The Climate Crisis is devastating our national parks, threatening the wildlife, forests and beautiful coastlines that many parks were designed to protect. The National Park Service (NPS) needs to change its own policies to stop encouraging fossil fuel use and start encouraging electric vehicles. Right now, the NPS is updating its infrastructure, enhancing campsites, comfort stations and roads to better meet the needs of increasing visitors. They’ve also increased some fees and shuttle-services. Fighting the climate crisis needs to be a priority in all those decisions.

In my recent visit to Death Valley, the campers next to me in Texas Springs campground “bent” the rules. Their large 5th wheel and vehicles exceeded the campsite limit. I paid $2 extra to be in a “generator free” campground, but they idled their trucks for hours to recharge their batteries. They used one of their trucks to try to hold my campsite for themselves without paying. They left their campfire burning all night unattended. They used off-highway vehicles (two ATV’s and a dirt bike) in the park, which is prohibited. Besides being a nuisance, they also emitted more carbon than anyone else in the campground.
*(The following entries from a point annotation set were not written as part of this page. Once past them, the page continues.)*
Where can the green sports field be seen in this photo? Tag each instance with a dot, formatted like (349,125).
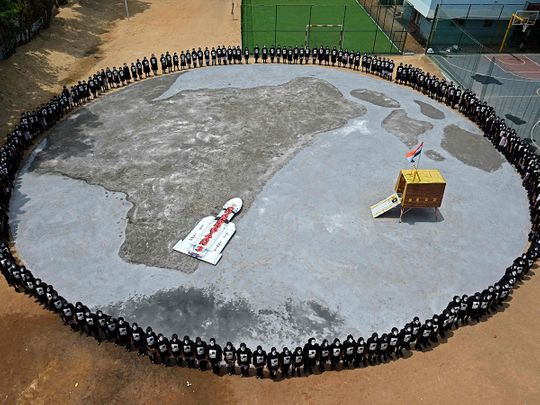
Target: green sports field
(271,22)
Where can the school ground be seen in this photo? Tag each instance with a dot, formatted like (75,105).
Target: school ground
(42,361)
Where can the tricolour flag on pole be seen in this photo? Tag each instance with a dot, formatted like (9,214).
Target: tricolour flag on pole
(413,154)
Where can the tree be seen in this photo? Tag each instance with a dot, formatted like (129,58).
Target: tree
(9,26)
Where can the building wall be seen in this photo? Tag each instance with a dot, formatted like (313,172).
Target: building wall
(488,9)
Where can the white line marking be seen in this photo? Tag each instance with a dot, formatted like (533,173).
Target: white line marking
(495,77)
(503,69)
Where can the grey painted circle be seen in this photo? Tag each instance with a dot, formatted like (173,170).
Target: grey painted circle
(307,259)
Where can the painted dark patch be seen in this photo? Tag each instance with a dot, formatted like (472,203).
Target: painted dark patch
(405,128)
(181,158)
(197,312)
(429,111)
(374,97)
(471,149)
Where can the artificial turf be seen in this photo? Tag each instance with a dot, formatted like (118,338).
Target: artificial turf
(273,22)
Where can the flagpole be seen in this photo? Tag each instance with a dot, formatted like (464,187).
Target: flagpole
(418,163)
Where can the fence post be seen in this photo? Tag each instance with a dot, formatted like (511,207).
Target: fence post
(374,40)
(275,28)
(433,26)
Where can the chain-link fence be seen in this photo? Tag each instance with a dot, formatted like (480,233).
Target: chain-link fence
(514,95)
(343,26)
(480,28)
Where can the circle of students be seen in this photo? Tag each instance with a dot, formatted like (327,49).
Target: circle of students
(313,356)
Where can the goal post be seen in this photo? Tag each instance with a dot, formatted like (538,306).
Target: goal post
(324,34)
(523,18)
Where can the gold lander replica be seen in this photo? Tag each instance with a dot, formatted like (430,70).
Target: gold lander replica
(414,189)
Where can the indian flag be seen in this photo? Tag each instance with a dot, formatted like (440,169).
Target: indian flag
(413,154)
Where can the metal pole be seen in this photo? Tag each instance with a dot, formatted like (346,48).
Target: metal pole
(275,28)
(506,33)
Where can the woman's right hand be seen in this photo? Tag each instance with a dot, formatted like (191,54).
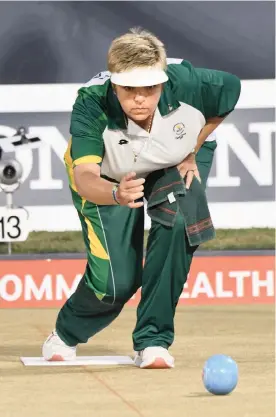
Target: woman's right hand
(129,190)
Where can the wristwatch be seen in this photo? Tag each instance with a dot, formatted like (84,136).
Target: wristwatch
(114,193)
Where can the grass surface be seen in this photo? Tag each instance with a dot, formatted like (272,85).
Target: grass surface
(54,242)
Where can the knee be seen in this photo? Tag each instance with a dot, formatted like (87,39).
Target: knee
(124,291)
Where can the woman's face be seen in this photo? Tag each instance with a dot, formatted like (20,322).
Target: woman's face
(139,103)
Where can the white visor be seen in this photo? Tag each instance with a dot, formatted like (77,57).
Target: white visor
(139,77)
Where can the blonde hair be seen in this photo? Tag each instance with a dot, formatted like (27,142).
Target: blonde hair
(137,48)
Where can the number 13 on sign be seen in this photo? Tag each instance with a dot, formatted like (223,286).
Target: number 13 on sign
(13,225)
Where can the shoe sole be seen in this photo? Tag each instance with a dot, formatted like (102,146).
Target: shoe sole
(158,363)
(56,358)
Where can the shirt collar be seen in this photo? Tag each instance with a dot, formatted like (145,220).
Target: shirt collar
(116,119)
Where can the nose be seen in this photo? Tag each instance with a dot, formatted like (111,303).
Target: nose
(139,98)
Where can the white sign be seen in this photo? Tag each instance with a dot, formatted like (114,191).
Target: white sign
(13,225)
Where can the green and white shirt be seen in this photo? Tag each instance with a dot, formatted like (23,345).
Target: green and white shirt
(101,135)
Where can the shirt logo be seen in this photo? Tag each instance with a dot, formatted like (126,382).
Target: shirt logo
(123,142)
(179,130)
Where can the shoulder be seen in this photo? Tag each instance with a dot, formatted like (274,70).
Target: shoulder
(96,88)
(183,76)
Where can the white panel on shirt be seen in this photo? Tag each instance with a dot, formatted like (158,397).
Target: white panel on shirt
(171,139)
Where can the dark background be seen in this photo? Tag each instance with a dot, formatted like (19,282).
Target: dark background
(57,42)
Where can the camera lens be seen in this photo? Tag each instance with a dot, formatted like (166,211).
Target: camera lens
(9,172)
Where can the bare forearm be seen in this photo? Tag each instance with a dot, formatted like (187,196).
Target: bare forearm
(95,189)
(211,125)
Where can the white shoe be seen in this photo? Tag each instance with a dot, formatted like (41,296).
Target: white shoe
(154,357)
(54,349)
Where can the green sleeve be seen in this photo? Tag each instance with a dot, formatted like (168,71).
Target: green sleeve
(220,91)
(88,121)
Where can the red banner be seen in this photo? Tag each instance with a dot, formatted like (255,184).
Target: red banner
(212,280)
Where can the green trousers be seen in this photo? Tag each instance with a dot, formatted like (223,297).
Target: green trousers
(113,237)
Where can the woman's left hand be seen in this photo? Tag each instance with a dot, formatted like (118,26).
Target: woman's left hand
(188,167)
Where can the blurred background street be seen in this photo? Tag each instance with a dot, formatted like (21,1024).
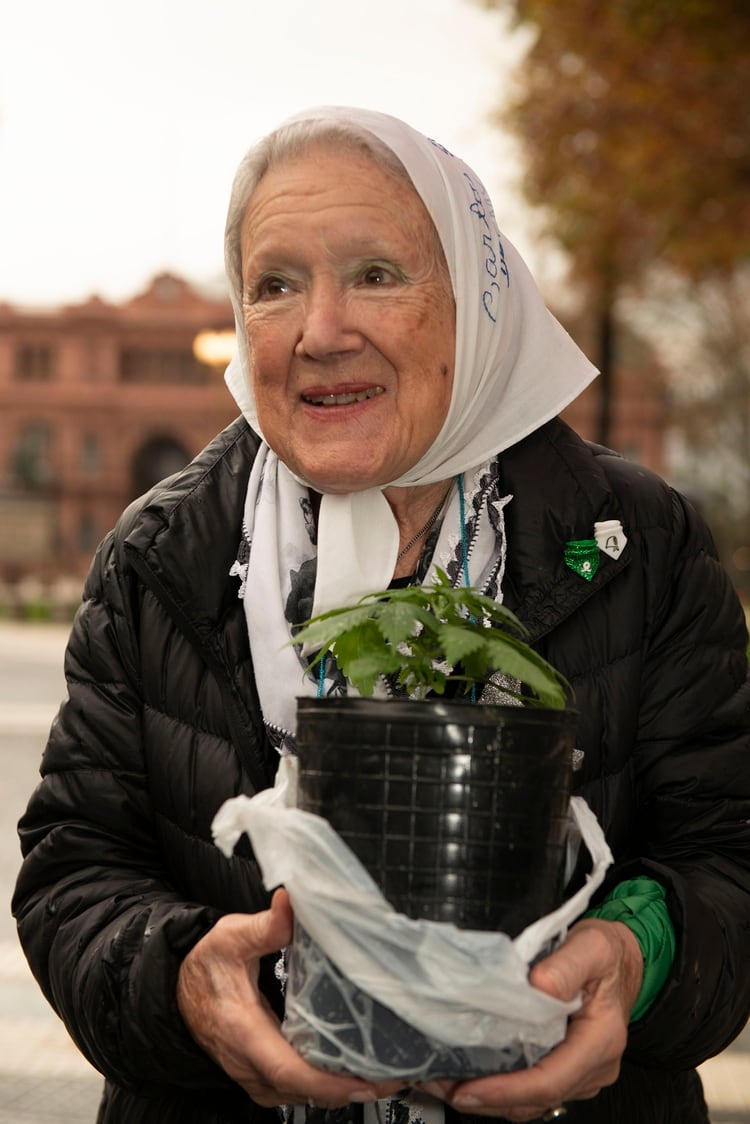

Since the Climate Crisis is exacerbating the drought, worsening wildfires and threatening species, the NPS should be more aggressive in discouraging fossil-fuel use. Charge carbon-burning vehicles per axle, charge extra for campfires, prohibit truck idling & alternator charging in no-generator sites and charge for their use in RV sites. Add more EV charging sites and add electric shuttle buses. Large gas-guzzling RV’s are terrible for the climate, and they require more expensive infrastructure (wider paved roads and longer pull-through campsites). They also produce more pollution in the park including noise and light. Instead of letting these fossil-fuel RV dinosaurs roll over the parks, the NPS must take a stand and change policies to be part of the climate solution.